June 7, 2011 1:47 PM

"The issue of 'corporate feudalism" is certainly not a novel idea that I pulled out of my own hat ebtomfool.

The issue of 'corporate feudalism" is certainly not a novel idea that I pulled out of my own hat ebtomfool."


Nor were the incoherent ramblings of Naom Chomsky in "Manufacturing consent"...weren't either. (no I am not a me...I am a "leave me the hell alone-ist")

What both do not advocate, is paying attention, self determination, and (to a bigger degree on the ref I cited) personal responsibility to ones self. (the perpetrator is clear, the point of contention is the solution)
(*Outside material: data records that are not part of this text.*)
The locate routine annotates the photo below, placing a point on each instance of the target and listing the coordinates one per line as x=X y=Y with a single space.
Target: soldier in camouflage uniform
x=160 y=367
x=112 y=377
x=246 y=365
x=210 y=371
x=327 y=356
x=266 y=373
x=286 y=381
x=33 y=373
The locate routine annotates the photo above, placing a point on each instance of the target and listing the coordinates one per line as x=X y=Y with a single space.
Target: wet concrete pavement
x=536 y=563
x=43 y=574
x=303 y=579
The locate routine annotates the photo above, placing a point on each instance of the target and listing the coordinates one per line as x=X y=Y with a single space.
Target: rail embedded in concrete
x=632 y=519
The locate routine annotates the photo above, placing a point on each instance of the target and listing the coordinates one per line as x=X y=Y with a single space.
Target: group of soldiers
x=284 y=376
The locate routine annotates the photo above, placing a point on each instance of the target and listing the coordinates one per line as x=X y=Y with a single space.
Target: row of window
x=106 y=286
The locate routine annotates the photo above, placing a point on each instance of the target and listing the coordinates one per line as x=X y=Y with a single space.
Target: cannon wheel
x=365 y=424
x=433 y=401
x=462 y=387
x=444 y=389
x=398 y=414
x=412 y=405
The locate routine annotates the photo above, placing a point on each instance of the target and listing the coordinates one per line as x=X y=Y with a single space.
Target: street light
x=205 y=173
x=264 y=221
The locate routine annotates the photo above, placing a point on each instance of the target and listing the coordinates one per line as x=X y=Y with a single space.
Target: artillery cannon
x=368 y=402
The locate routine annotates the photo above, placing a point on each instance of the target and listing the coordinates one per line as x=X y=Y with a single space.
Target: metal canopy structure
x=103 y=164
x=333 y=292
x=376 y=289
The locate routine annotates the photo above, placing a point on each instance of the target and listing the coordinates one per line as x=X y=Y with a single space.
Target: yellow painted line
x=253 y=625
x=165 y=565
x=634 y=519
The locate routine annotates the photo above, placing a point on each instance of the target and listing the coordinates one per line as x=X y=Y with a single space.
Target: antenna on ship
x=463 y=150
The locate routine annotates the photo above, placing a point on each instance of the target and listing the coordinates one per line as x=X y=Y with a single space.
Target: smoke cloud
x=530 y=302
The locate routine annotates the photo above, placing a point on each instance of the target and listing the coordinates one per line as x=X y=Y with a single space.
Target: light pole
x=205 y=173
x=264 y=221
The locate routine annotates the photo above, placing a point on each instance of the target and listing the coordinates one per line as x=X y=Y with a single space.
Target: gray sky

You ignore my "rant" at your own folly, Because clearly acting the part of chicken little, has clearly worked (please detect sarcasm when it appears).

Just try to avoid RR'ing topics? I am sure you have good ideas..but RR'ing is teh sux for debate.(being constructive)

June 7, 2011 2:47 PM


An Argument from the Verbose, does not an argument make. One more time...An Argument from the Verbose, DOES NOT an argument make.

It is not a "subtle game of pretend" to expect people to stay on topic when having a discussion. What it manners and courtesy, and an ability to carry on a discussion in a coherent, non-adhd fashion.

That is a fact. Do you deny this is a fact? (circle one) Yes No
What are facts?

FACT...The article was about Manufacturing...possibly entertaining strategies on how or why it would happen....not Dibold King makers, not the Bush/clinton/bush/obama cabal, not brainwashing.